Uit het proces-verbaal van de eerdere terechtzitting van de politierechter in genoemde rechtbank op 6 mei 2013, waar de raadsman aanwezig was, blijkt dat het onderzoek ter terechtzitting voor onbepaalde tijd werd geschorst en dat toen is verzuimd te bevelen dat naast de verdachte, ook de raadsman tegen de nader te bepalen dag en tijdstip zou worden opgeroepen. Dat is vervolgens ook niet gebeurd. De raadsman heeft ter terechtzitting in hoger beroep bevestigd geen oproeping voor de terechtzitting van 29 oktober 2014 te hebben ontvangen en evenmin anderszins van deze nadere zitting op de hoogte te zijn geweest. Hij heeft verklaard terugwijzing naar de politierechter in de rechtbank Amsterdam te verlangen.
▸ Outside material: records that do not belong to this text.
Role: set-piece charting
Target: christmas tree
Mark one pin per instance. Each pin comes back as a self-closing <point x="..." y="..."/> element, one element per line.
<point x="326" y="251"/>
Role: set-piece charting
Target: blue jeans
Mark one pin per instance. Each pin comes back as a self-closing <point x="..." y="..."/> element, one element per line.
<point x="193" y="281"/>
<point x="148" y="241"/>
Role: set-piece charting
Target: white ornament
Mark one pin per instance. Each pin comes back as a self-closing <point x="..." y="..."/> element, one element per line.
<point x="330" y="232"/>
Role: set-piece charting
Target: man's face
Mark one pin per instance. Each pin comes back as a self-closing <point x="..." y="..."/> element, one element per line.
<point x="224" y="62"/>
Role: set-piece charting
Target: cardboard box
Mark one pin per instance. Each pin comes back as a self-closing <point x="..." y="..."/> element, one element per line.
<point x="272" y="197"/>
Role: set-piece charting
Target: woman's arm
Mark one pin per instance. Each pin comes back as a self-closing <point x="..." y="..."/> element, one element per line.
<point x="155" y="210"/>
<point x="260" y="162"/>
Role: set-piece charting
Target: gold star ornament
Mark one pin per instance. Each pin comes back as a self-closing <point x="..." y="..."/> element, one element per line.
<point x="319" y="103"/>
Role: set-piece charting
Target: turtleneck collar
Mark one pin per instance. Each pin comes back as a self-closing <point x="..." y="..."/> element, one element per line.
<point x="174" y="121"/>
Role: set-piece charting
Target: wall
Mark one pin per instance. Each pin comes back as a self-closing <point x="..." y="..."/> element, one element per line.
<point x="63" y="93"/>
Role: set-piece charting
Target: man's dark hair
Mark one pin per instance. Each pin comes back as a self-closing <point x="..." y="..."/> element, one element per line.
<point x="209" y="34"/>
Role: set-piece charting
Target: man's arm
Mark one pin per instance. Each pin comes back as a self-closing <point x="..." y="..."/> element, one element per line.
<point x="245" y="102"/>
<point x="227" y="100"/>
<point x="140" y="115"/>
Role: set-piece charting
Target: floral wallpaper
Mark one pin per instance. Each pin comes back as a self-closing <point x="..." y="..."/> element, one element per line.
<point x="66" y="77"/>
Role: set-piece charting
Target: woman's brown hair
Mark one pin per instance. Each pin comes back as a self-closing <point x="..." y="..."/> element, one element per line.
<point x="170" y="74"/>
De politierechter in de rechtbank te Amsterdam had derhalve op 29 oktober 2014 niet aan de behandeling ten gronde toe mogen komen omdat de raadsman, een der personen die een kernrol vervullen bij het onderzoek ter terechtzitting, aldaar niet is verschenen, terwijl hij niet op de bij de wet voorgeschreven wijze op de hoogte is gebracht van de dag van de terechtzitting. De zaak zal worden terugverwezen naar de politierechter in de rechtbank Amsterdam.

BESLISSING

Het hof:
Vernietigt het vonnis waarvan beroep en doet opnieuw recht:
Wijst de zaak terug naar de rechtbank Amsterdam, teneinde met inachtneming van dit arrest recht te doen.
Dit arrest is gewezen door de meervoudige strafkamer van het gerechtshof Amsterdam, waarin zitting hadden mr. P.C. Römer, mr. A.E.M. Röttgering en mr. G.M. Boekhoudt, in tegenwoordigheid van J.G.W.M. Lut, griffier, en is uitgesproken op de openbare terechtzitting van dit gerechtshof van 17 februari 2016.
mr. G.M. Boekhoudt is buiten staat dit arrest mede te ondertekenen.